# lpg Alicante



## kevanna1959 (Apr 5, 2010)

can anyone let us know if the repsol lpg station is still open in alacante. we have heard that it has closed. can anyone shed any light on if there are any new ones also do you know if its open sundays, we are in benidorm at the moment thanks


----------



## Wizzo (Dec 3, 2007)

It was open in November but further than that I cannot say. I do not know whether it opens Sunday or not but would be doubtful that it does.

JohnW


----------



## Addie (Aug 5, 2008)

I visited the week before Christmas, no problems - UK fitting and busy.
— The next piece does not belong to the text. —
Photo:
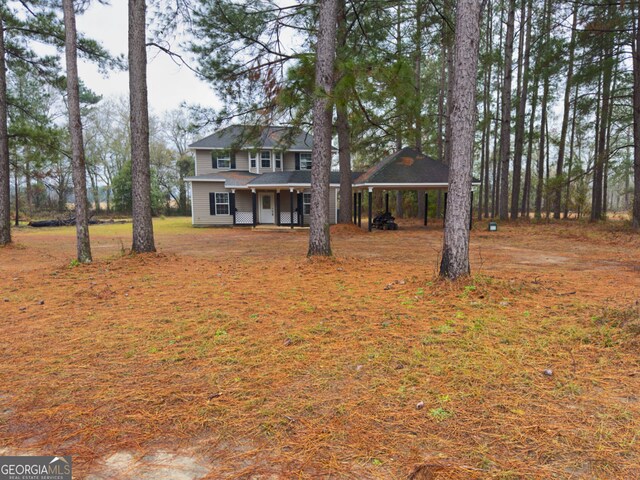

It was closed on Sunday but not a problem as we wild camped on the beach a mile away.


----------



## PAT4NEIL (Jul 21, 2007)

Does anyone have the GPS coordinates of this staion to hand as I am going there in a couple of months and it would be handy.
Thanks

Neil


----------



## Addie (Aug 5, 2008)

PAT4NEIL said:


> Does anyone have the GPS coordinates of this staion to hand as I am going there in a couple of months and it would be handy.
> Thanks
> 
> Neil


I use this site for LPG in Spain:

http://www.aoglp.com/maps/mapa_google.php

There are two listed there for Alicante - the one I was talkin about was the lower of the two which I visited.

A


----------



## kevanna1959 (Apr 5, 2010)

the co ordanates we have are n38 18.154 w000 31.682 these are in the spain and portugal aires book. thankyou again to everyone for your help anna


----------



## PAT4NEIL (Jul 21, 2007)

Thanks for the Information Addie and Kevanna 

Neil


----------



## PeterandLinda (Feb 21, 2009)

Hi

This LPG station is open. We used it yesterday and the man who serves you (no self service here!) is still as grumpy as he was three years ago. Best advice is to smile and nod as he finishes his loud 'discussion' with his regular taxi drivers.

The fitting is the same as in the UK, bayonet cap.

P&L


----------



## McGeemobile (Jun 10, 2010)

Grumpy??
We don't think so. In fact he has been really helpful to us and our friends.It helps if you speak Spanish.


----------